The Bank's intervention in the long-running Wembley saga came last week when its business finance division hosted a meeting with representatives from Sir Ron Brierley's Guinness Peat Group (GPG) and Wembley's merchant banking advisers, Charterhouse.
GPG owns a blocking stake in the company's preference shares and until the meeting with the Bank it had opposed the proposed deal.
After the meeting GPG decided to give irrevocable undertakings to accept the terms being offered to it as a preference shareholder, thus removing one of the major obstacles to the deal.
However, Wembley, which will post details of the restructuring proposals to its shareholders in the next few days, still has to persuade a majority of the holders of its ordinary shares to accept the terms on offer.
The meeting at the Bank resulted in Wembley increasing the terms being offered to preference shareholders to 30 ordinary shares for every one preference share, valuing the preference shares at 60p instead of the 50p originally on offer. GPG spent around £3m building its stake - and now stands to make a profit of around £1m on its holding.
A GPG spokesman said yesterday that as far back as February GPG had told Wembley that it would not accept the 50p terms on offer. "Those terms simply did not appeal to us at all and we made that clear to Charterhouse. But nothing was done to change them until last week."
The Wembley refinancing talks have been going on now for almost a year. Under the current proposals Wembley hopes to raise £62.5m to reduce its debt to a more manageable £72m. It is doing this through a mixture of raising equity from existing and new shareholders. The banks have agreed to convert £39.2m of debt and other liabilities into equity.
There have been concerns about the fees charged by the banks and the company's advisers during this time. Total fees are expected to exceed £15m, more than the current capitalisation of Wembley.
GPG's acceptance of the preference terms will be a big boost to the company, which has been giving institutional presentations without the presence of Sir Brian Wolfson, who has agreed to move from chairman to deputy chairman after bowing to shareholder pressure.
The presentations have been given by Claes Hultman, the new chairman, Alan Coppin, the chief executive, and Nigel Potter, the finance director.
However, documents given to the institutions show that the company has agreed a two-year package with Sir Brian worth £157,000 a year, plus the use of a company car, private medical insurance and a performance- related bonus.
Under the proposals the number of ordinary shares, currently 250 million, will be increased to an astonishing 5.5 billion. Existing shareholders will be diluted to less than 5 per cent of the company unless they subscribe to their rights shares, which will be priced at 2p each.

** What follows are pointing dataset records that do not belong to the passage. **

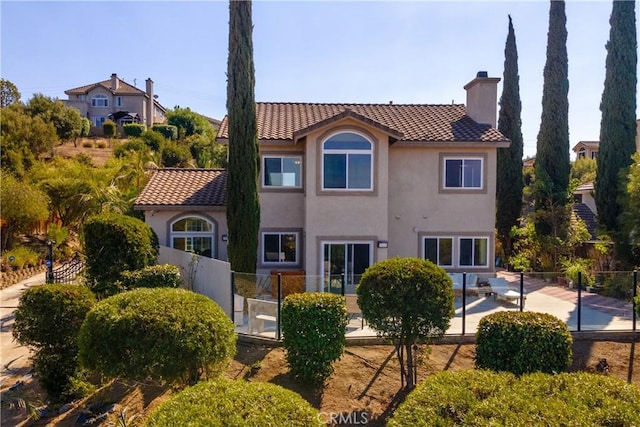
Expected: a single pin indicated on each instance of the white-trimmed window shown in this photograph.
(463, 173)
(282, 171)
(438, 250)
(99, 100)
(347, 162)
(193, 234)
(279, 248)
(473, 252)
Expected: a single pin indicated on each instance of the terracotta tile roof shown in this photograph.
(124, 88)
(184, 187)
(413, 123)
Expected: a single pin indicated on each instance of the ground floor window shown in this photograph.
(193, 234)
(454, 251)
(345, 262)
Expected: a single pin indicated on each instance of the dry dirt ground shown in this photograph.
(366, 378)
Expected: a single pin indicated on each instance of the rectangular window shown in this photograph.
(280, 248)
(282, 171)
(439, 250)
(463, 173)
(473, 252)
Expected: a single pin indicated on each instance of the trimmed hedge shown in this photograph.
(168, 131)
(484, 398)
(152, 276)
(235, 403)
(133, 129)
(523, 342)
(168, 335)
(313, 328)
(48, 319)
(114, 243)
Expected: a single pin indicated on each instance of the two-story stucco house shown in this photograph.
(116, 100)
(343, 186)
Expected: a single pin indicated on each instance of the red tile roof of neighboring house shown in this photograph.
(410, 123)
(184, 187)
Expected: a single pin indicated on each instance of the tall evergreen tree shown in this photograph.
(510, 181)
(618, 107)
(243, 206)
(553, 166)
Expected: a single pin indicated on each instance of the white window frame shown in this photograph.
(280, 259)
(347, 152)
(281, 157)
(98, 99)
(473, 240)
(463, 159)
(190, 234)
(438, 238)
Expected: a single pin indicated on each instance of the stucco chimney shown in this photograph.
(482, 98)
(149, 121)
(114, 81)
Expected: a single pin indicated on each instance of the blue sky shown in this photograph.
(324, 51)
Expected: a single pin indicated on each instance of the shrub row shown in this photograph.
(523, 342)
(484, 398)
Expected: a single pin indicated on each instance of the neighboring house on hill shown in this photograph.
(343, 186)
(116, 100)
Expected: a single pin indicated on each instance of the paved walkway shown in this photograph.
(14, 358)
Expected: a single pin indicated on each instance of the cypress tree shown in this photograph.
(510, 181)
(618, 107)
(243, 206)
(553, 166)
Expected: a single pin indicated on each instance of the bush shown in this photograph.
(168, 335)
(114, 243)
(408, 300)
(174, 155)
(235, 403)
(124, 149)
(153, 140)
(109, 129)
(153, 276)
(313, 327)
(133, 129)
(168, 131)
(483, 398)
(48, 319)
(22, 257)
(523, 342)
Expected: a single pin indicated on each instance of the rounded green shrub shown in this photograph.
(523, 342)
(230, 403)
(313, 328)
(48, 319)
(114, 243)
(167, 335)
(152, 276)
(485, 398)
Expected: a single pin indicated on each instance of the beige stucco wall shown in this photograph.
(418, 207)
(160, 222)
(344, 215)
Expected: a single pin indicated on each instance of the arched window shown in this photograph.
(193, 234)
(347, 162)
(99, 100)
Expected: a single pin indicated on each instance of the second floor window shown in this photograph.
(99, 100)
(463, 173)
(347, 162)
(282, 171)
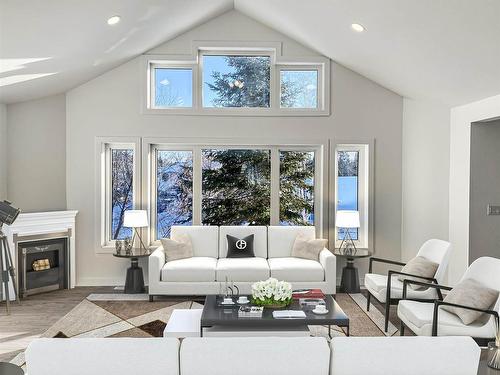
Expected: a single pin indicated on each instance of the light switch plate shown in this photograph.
(493, 210)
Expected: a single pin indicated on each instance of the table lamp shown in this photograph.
(136, 219)
(347, 220)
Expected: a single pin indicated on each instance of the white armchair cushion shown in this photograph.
(377, 286)
(404, 356)
(296, 269)
(242, 269)
(190, 269)
(282, 238)
(204, 238)
(418, 317)
(259, 239)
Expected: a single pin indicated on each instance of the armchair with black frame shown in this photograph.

The documents also disclose that one of Wembley's subsidiaries, PCC Management Inc, is involved in arbitration proceedings with Moviefone Inc which relates to a joint venture known as Pacer Cats, a US ticketing operation.
Each party, says the documents, "is alleging, inter alia, breach of contract and fraud". The litigation relates to a contract between the two companies to supply ticketing systems to cinemas.